JAKARTA — Le président des États-Unis Donald Trump a prolongé l’armistice avec l’Iran juste quelques heures avant son expiration mercredi 22 avril. Cette mesure est décrite comme ouvrant la porte à la diplomatie et comme présentant un risque d’escalade du conflit au milieu de l’impasse dans les negóciations entre les deux pays.
Les médias iraniens gouvernementaux ont qualifié cette décision de «́cessez-le-feu unilatéral` car jusqu’à présent Téhéran n’a pas fait de déclaration officielle. Contrairement à par le passé, Washington n’a plus fixé de délai, mais a plutôt cessé les hostilités jusqu’à ce que l’Iran présente une proposition et que le processus de négociation soit déclaré terminé.
Trump a déclaré que la décision de retarder l’attaque a également été influencée par les demandes du Pakistan, y compris le commandant de l’armée Asim Munir et le Premier ministre Shehbaz Sharif, de donner du temps à l’Iran pour élaborer une proposition unifiée.
Cette décision est un changement par rapport à son attitude précédente. Quelques heures avant l'annonce, Trump avait déclaré qu'il ne prolongerait pas l'armistice et avait menacé de frappes massives s'il n'y avait pas d'accord.
Les observateurs estiment que ce changement de ton reflète la prudence de Washington dans un contexte de pression économique mondiale et de dynamique politique interne américaine.
« Le président Trump est actuellement confronté à des pressions économiques et politiques, mais n’a pas encore proposé de solution aux racines de la crise », a déclaré le chercheur de l’Institut du Moyen-Orient Brian Katulis.
Auparavant, les États-Unis et l'Iran avaient tenu des discussions pendant environ 21 heures à Islamabad le 11 avril, mais n'avaient pas conclu d'accord, en particulier concernant le contrôle du détroit d'Ormuz et le programme d'enrichissement de l'uranium iranien.
Les tensions ont augmenté après que les États-Unis ont imposé un blocus portuaire iranien depuis le 13 avril. L’Iran estime que cette mesure viole le cessez-le-feu et menace de réagir dans le détroit d’Hormuz.
Le Pakistan a ensuite repoussé les négociations et a transmis à Téhéran de nouvelles propositions de Washington. L'Iran a confirmé avoir reçu la proposition, mais n'a pas encore répondu et a affirmé qu'il ne ferait pas de concessions.
Dans cette situation, la prolongation de l'armistice est considérée comme l'option la plus réaliste pour empêcher un conflit ouvert.

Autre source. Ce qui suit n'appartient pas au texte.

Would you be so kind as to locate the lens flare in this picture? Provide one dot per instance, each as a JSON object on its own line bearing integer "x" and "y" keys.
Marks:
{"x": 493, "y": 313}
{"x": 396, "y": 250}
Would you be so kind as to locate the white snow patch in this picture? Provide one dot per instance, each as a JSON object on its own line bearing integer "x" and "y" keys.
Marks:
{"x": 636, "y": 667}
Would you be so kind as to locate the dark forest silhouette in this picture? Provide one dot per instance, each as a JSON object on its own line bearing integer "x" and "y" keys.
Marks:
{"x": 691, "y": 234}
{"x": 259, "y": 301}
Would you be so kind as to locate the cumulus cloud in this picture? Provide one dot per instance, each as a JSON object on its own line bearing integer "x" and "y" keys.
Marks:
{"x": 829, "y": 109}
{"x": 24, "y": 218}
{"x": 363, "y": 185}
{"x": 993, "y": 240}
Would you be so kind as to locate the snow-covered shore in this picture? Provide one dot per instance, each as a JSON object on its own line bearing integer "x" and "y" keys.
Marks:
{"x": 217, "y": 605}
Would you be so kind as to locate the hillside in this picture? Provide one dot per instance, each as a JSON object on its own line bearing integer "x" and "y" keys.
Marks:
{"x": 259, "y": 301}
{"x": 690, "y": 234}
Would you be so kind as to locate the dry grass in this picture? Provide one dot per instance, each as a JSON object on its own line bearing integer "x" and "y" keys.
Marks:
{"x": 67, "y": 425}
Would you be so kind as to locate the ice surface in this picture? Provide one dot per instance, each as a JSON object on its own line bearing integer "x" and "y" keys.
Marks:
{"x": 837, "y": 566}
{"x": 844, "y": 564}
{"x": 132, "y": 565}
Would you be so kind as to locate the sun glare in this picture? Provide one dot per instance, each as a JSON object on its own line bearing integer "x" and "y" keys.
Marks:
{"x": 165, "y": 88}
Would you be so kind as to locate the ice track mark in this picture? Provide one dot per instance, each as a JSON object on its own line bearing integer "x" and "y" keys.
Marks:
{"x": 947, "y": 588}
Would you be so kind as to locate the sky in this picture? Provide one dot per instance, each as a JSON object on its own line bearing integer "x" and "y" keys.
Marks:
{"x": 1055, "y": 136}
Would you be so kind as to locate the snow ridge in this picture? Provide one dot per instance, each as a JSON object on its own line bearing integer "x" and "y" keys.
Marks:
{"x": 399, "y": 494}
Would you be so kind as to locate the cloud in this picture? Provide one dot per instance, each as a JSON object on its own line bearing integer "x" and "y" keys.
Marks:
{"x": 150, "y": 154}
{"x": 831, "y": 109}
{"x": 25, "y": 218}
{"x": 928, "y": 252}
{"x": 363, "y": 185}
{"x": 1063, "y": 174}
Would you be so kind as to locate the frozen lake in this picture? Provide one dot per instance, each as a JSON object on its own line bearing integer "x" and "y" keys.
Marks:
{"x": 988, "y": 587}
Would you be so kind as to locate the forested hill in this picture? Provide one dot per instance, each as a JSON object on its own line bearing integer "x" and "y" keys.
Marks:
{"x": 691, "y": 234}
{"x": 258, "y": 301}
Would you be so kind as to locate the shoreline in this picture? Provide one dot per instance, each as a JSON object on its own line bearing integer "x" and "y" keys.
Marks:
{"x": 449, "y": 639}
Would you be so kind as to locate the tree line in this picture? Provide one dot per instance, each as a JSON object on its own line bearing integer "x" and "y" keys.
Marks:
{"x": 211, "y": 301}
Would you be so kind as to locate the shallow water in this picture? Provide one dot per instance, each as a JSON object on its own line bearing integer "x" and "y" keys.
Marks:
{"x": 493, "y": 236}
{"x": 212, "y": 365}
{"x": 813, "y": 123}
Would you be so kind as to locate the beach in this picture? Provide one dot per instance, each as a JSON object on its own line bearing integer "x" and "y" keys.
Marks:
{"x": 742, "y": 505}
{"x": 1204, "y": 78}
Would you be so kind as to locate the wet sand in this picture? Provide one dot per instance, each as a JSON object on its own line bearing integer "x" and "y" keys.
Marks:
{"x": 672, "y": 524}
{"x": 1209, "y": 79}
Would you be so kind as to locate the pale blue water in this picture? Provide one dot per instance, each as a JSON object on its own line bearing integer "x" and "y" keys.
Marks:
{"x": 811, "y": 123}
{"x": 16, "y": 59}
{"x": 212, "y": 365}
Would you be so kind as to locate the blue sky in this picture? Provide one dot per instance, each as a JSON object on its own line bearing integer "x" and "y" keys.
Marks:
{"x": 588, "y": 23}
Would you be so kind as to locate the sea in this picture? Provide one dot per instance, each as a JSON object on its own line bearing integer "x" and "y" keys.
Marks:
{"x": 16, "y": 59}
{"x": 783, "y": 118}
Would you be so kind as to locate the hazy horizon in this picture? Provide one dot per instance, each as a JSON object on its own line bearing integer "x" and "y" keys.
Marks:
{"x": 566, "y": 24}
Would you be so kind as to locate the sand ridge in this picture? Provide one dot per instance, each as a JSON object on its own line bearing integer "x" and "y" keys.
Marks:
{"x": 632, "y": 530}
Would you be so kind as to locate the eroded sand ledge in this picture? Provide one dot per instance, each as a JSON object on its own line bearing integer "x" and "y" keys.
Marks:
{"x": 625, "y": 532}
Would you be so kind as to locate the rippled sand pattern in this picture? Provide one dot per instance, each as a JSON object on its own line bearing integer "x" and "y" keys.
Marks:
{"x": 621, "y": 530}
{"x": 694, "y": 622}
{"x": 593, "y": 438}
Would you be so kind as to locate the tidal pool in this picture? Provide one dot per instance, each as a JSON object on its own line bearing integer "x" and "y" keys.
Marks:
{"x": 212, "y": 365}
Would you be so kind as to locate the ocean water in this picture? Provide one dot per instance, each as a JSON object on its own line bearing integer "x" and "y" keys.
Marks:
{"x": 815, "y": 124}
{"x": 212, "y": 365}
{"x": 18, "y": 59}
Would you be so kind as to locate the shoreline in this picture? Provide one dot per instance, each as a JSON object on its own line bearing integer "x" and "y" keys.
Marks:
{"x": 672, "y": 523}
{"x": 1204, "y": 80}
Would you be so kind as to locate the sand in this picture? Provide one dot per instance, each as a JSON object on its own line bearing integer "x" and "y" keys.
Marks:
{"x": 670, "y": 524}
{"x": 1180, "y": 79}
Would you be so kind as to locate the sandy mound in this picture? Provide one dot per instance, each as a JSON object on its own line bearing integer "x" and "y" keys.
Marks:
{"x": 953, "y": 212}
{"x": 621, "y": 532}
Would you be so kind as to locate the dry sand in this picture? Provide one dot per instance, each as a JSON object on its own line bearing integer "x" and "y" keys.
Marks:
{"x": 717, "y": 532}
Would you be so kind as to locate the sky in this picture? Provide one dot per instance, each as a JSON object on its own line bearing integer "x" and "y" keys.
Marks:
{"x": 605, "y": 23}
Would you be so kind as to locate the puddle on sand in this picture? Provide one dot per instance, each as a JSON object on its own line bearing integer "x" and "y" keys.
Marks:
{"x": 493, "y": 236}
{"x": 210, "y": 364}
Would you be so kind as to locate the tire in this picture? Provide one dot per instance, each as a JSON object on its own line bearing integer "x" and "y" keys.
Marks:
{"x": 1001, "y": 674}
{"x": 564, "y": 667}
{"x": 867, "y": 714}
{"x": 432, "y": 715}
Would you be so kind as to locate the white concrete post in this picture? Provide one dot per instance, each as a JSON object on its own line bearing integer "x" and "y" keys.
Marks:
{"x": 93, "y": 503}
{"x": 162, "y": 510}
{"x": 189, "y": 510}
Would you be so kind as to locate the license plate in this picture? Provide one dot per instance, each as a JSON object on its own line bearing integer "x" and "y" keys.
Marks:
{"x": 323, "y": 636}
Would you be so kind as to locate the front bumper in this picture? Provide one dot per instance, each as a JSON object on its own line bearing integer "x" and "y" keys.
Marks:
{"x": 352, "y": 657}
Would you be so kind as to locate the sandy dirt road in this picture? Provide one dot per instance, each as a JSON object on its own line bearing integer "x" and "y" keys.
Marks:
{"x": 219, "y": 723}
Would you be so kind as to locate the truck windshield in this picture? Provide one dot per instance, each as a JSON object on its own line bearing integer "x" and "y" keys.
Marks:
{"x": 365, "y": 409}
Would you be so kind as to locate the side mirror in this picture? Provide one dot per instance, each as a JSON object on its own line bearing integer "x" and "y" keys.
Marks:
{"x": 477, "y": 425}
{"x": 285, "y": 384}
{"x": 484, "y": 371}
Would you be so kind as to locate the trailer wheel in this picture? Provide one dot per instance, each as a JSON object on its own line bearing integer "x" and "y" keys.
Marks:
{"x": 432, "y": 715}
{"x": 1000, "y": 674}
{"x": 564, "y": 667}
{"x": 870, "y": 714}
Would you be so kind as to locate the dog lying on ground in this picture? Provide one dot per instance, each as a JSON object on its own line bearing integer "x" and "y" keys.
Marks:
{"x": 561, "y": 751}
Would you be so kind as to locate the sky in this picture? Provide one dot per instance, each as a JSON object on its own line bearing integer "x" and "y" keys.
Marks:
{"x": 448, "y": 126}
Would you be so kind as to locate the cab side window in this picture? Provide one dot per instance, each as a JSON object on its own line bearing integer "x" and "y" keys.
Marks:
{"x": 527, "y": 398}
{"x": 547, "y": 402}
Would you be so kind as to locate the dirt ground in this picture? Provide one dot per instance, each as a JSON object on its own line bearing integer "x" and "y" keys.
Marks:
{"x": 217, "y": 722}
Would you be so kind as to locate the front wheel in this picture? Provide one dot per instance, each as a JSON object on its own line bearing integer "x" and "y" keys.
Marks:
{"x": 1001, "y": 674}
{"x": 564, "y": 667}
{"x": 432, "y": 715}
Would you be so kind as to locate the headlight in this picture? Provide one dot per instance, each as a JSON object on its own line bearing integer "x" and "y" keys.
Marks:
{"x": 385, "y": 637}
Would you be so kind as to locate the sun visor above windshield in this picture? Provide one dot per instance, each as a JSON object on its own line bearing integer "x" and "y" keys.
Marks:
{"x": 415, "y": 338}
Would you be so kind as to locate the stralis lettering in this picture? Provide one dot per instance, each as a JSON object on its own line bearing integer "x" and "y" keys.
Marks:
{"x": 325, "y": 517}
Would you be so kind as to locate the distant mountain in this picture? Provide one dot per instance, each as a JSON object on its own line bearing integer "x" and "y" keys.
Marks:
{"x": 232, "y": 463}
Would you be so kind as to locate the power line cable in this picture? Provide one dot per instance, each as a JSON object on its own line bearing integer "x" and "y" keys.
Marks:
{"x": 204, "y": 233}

Le fondateur de l'Institut Quincy, Trita Parsi, estime que la situation actuelle montre que les deux parties ne sont pas prêtes à parvenir à un accord final.
« Les États-Unis veulent sortir du conflit, tandis qu’Iran n’a pas encore obtenu la levée des sanctions. La situation est toujours instable », a-t-il ajouté.
De même, la chercheuse du Stimson Center Barbara Slavin a qualifié la mesure de Trump d’ « étape en arrière » nécessaire pour ouvrir la voie à un compromis.
Entre-temps, le président iranien Masoud Pezeshkian a affirmé que son pays continuerait de rejeter les exigences excessives des États-Unis, tout en reconnaissant qu'un conflit prolongé n'était pas bénéfique pour toutes les parties.
Dans ces conditions, les analystes estiment que la poursuite de la diplomatie dans les semaines à venir déclenchera fortement la direction des relations entre les États-Unis et l’Iran, que ce soit vers un accord ou vers une reprise de la chaleur.